To Overtest Or Not To Overtest - More Questions Than Answers

Summary form only given. Overtesting occurs when a defect that would not be detected under functional operation conditions of a chip is detected due to non-functional conditions created during test application. More generally, overtesting refers to a failure of a chip that occurs during test application when the chip would operate correctly in functional mode. Thus, overtesting results in yield loss that is arguably unnecessary. Overtesting was reported under two-pattern scan-based tests applied for detecting transition faults. However, a wider range of test and defect types may be involved in overtesting. This talk reviews the existing methodologies for addressing overtesting. These methodologies can be broadly classified as based on redundant faults, or based on operation conditions. Methodologies based on redundant faults attempt to prevent faults, which do not affect the functional operation of the circuit, from being detected. Methodologies based on operation conditions attempt to ensure that non-functional operation, which is made possible by scan (or other design-for-testability logic), is avoided.

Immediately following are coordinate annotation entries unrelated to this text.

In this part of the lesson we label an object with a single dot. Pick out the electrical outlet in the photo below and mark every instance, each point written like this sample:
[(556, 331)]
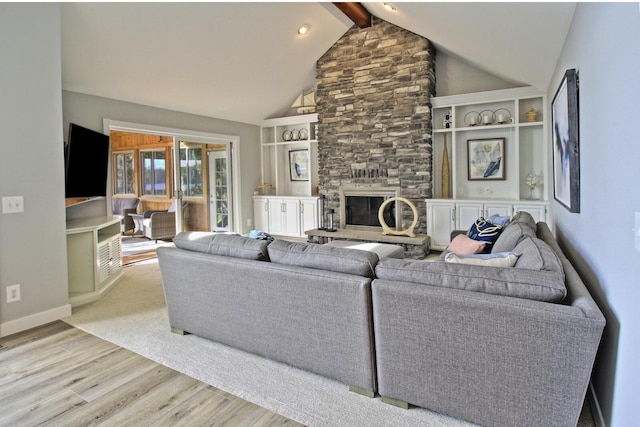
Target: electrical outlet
[(13, 293), (13, 204)]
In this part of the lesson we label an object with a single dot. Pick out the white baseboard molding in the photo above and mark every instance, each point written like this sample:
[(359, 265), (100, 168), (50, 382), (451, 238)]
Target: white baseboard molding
[(595, 407), (34, 320)]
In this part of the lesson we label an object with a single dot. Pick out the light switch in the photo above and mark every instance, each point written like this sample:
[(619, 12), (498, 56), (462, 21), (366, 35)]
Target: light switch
[(13, 204), (636, 231)]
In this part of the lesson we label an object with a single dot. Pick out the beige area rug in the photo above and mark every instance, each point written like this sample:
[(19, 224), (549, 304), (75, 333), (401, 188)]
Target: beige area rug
[(133, 315)]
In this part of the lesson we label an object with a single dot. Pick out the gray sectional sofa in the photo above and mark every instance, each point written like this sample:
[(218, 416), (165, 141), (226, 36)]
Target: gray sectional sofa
[(496, 346)]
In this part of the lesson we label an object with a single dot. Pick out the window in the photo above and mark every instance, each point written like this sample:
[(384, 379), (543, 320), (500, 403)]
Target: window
[(124, 177), (154, 176), (191, 171)]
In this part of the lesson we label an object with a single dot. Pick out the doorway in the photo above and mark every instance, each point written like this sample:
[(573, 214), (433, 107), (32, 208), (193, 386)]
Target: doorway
[(192, 178)]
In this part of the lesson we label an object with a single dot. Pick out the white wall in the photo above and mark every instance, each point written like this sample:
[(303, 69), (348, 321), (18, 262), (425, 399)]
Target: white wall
[(604, 46), (89, 111), (455, 76), (33, 243)]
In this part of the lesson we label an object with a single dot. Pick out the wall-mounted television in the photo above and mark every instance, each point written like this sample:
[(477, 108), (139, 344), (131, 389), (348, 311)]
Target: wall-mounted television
[(86, 163)]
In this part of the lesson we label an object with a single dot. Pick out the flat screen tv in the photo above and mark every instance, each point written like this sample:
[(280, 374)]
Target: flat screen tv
[(86, 163)]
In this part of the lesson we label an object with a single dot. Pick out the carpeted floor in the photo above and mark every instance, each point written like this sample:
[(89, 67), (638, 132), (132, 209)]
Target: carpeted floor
[(135, 249), (133, 315)]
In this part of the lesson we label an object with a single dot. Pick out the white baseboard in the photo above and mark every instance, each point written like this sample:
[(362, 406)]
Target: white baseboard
[(34, 320), (595, 407)]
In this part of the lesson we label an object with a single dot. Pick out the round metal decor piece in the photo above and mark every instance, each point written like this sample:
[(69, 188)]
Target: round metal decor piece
[(386, 229)]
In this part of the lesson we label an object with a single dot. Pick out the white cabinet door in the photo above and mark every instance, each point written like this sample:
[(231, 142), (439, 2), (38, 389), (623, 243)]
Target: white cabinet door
[(440, 223), (275, 216), (261, 215), (291, 217), (538, 211), (308, 214), (467, 213)]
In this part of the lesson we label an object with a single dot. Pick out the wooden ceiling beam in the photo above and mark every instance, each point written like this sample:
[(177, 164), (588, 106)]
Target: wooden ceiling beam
[(356, 12)]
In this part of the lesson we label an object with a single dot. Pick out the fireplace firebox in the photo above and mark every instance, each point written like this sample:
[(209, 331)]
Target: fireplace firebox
[(359, 207)]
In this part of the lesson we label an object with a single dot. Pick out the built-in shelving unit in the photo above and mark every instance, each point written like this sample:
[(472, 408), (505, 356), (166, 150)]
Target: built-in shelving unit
[(485, 116), (293, 207)]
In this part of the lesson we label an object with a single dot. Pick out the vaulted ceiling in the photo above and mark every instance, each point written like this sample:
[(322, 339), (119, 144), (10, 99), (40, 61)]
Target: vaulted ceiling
[(245, 61)]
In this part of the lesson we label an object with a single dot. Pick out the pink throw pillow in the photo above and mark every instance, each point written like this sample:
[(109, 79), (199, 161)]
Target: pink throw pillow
[(462, 244)]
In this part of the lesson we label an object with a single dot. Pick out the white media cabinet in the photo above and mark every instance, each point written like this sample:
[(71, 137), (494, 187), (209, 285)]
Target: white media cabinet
[(94, 248)]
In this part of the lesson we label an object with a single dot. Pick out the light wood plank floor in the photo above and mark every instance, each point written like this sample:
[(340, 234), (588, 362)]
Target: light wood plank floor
[(57, 375)]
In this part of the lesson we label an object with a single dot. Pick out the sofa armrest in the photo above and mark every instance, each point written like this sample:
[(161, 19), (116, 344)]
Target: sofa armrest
[(458, 353)]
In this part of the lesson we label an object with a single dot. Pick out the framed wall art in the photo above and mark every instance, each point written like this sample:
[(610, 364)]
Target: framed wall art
[(566, 152), (485, 159), (299, 165)]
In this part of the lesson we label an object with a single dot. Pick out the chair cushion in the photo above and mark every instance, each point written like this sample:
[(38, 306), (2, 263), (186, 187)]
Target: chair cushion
[(119, 204), (222, 244), (311, 255)]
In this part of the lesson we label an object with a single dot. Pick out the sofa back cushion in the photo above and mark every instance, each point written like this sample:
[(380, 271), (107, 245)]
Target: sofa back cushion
[(537, 285), (536, 254), (311, 255), (222, 244)]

Functional operation conditions in these methodologies are defined to occur when the circuit is in its reachable state space. For a synchronizable circuit, this includes every state that the circuit can visit after synchronization. This talk discusses the fundamental differences between these methodologies, their advantages and limitations. The differences between the methodologies can be seen from the following: 1) A detectable fault may have a test that detects it using a non-reachable state. 2) A redundant fault may become detectable under scan using a reachable state. The talk also raises questions related to overtesting, including the following: 1) Should overtesting (always) be avoided? 2) Should avoidance of overtesting focus only on transition (delay) faults and scan based tests? 3) Even if testing under functional operation conditions can achieve complete fault coverage, is the test set comprehensive enough? 4) Is there a preferred class of methodologies for avoiding overtesting?